Shel nodded. “Yes, because they do not have true wisdom. I am concerned with what this man will do because he thinks it is ‘wise.’ Lukas has already received some strange letters from him and has had to undo portions of what the seer has done along Ra-Faal’s borders.”
“Yes, he mentioned that, but just briefly.”
For the next few minutes, Gray and Shel sat in silence. Shel fiddled with the book, while Gray considered the report he would give the king about a Dasken seer who was nearly as powerful as a prophet.
Eventually Shel remarked, “We know that in nine days, the assassin who murdered Tell’s father and brothers will arrive to finish the job.”
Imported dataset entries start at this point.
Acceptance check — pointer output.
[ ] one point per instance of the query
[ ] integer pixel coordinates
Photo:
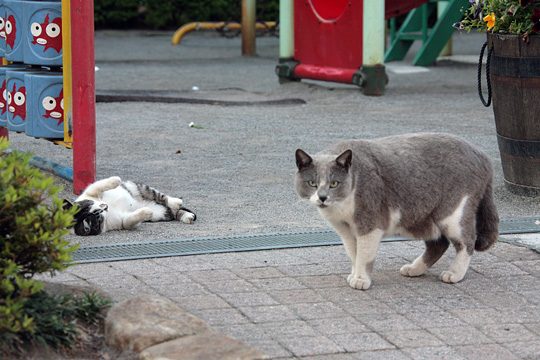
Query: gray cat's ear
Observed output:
(302, 159)
(345, 159)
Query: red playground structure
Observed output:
(334, 40)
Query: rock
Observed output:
(143, 321)
(201, 347)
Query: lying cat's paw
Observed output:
(411, 270)
(359, 283)
(188, 218)
(450, 277)
(174, 203)
(114, 181)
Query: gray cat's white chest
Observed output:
(342, 211)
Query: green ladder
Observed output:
(415, 27)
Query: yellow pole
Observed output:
(248, 28)
(66, 72)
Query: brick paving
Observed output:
(295, 303)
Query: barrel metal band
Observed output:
(525, 67)
(519, 148)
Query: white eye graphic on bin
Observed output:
(35, 29)
(2, 30)
(52, 30)
(19, 98)
(49, 103)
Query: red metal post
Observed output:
(83, 82)
(4, 132)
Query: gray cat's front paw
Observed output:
(450, 277)
(359, 283)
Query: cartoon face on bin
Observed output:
(3, 100)
(16, 102)
(48, 34)
(11, 31)
(54, 107)
(2, 27)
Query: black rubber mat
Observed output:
(209, 245)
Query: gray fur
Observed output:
(424, 178)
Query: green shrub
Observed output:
(33, 224)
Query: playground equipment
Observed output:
(343, 40)
(50, 81)
(248, 27)
(416, 27)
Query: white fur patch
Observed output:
(342, 211)
(452, 223)
(458, 269)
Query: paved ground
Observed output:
(236, 173)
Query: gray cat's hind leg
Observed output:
(460, 229)
(434, 250)
(459, 265)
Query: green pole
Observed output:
(372, 75)
(286, 30)
(285, 67)
(447, 49)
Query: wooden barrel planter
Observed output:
(515, 81)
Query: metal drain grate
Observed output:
(210, 245)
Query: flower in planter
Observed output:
(490, 20)
(520, 17)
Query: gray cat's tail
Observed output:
(487, 222)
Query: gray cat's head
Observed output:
(323, 179)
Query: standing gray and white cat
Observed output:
(428, 186)
(111, 204)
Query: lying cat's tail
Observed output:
(487, 222)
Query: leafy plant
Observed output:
(33, 224)
(502, 16)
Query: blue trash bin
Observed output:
(16, 99)
(2, 29)
(45, 105)
(42, 33)
(3, 92)
(14, 30)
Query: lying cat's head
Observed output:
(90, 216)
(323, 179)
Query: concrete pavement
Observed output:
(236, 173)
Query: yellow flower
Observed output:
(490, 19)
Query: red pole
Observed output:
(83, 101)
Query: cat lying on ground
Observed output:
(111, 204)
(433, 187)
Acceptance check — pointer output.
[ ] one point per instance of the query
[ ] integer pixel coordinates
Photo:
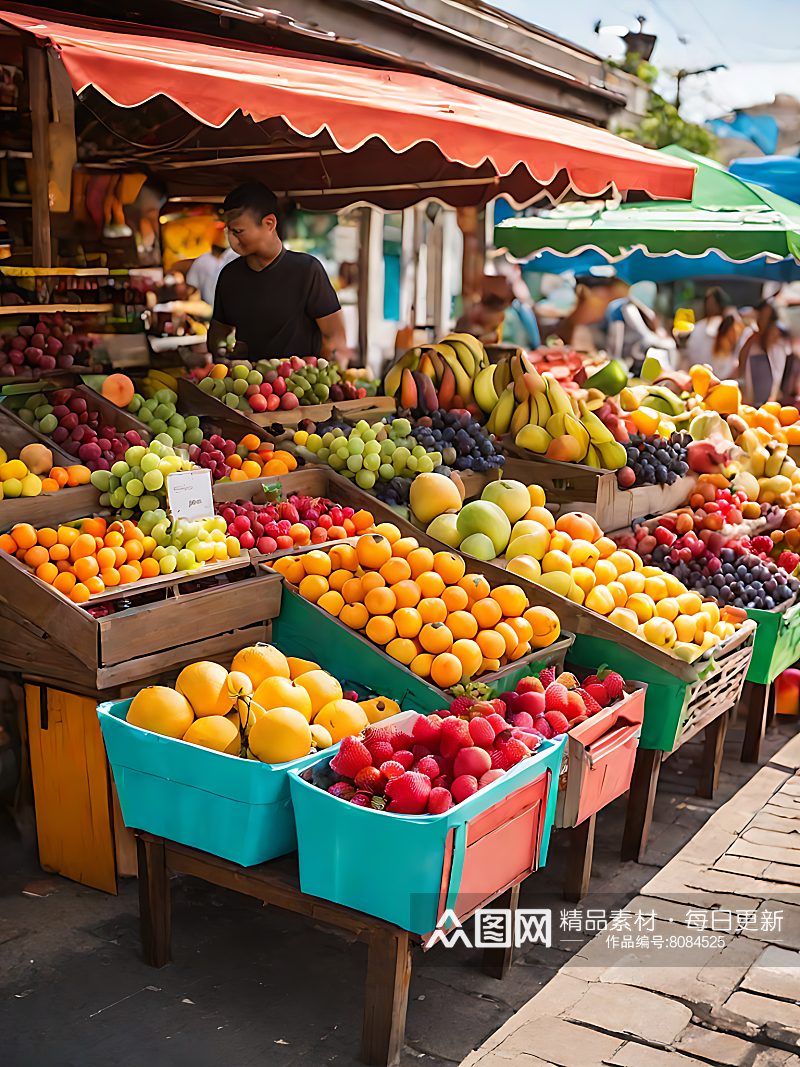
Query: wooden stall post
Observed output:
(38, 83)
“If Gannon Dre’s gift is accurate.”
Shel grunted. “It is not the gift that should be called into question. It is his ability to use his gift. He needs wisdom and doesn’t have it.”
“Do you have any doubts concerning his information? You said he’s insane.”
“If he says an assassin is coming to kill Tell, then I say we need to take steps to ensure that does not happen.”
“What do you have in mind?”
Shel opened his mouth to answer but then paused. He looked at Gray closely and then made a noise in the back of his throat. “You already took steps, didn’t you?”
“Steps to do what?”
Shel laughed. “I know, I know—it’s the king’s business so you will tell me nothing! But if I know you at all, then I can say with confidence that you have taken one of your own men and assigned him to the remaining son of Tallus Rayme. So the boy is highly protected and has something that is rare anywhere on the continent, save for Theraine itself—he has an e’nethaine bodyguard. And in all likelihood, he has no idea. Because it’s the ‘king’s business.’”
Gray let his breath out slowly and found himself looking down at the love story he had returned to the stack of books. “One day I am hoping to be more…open with him than I am now.”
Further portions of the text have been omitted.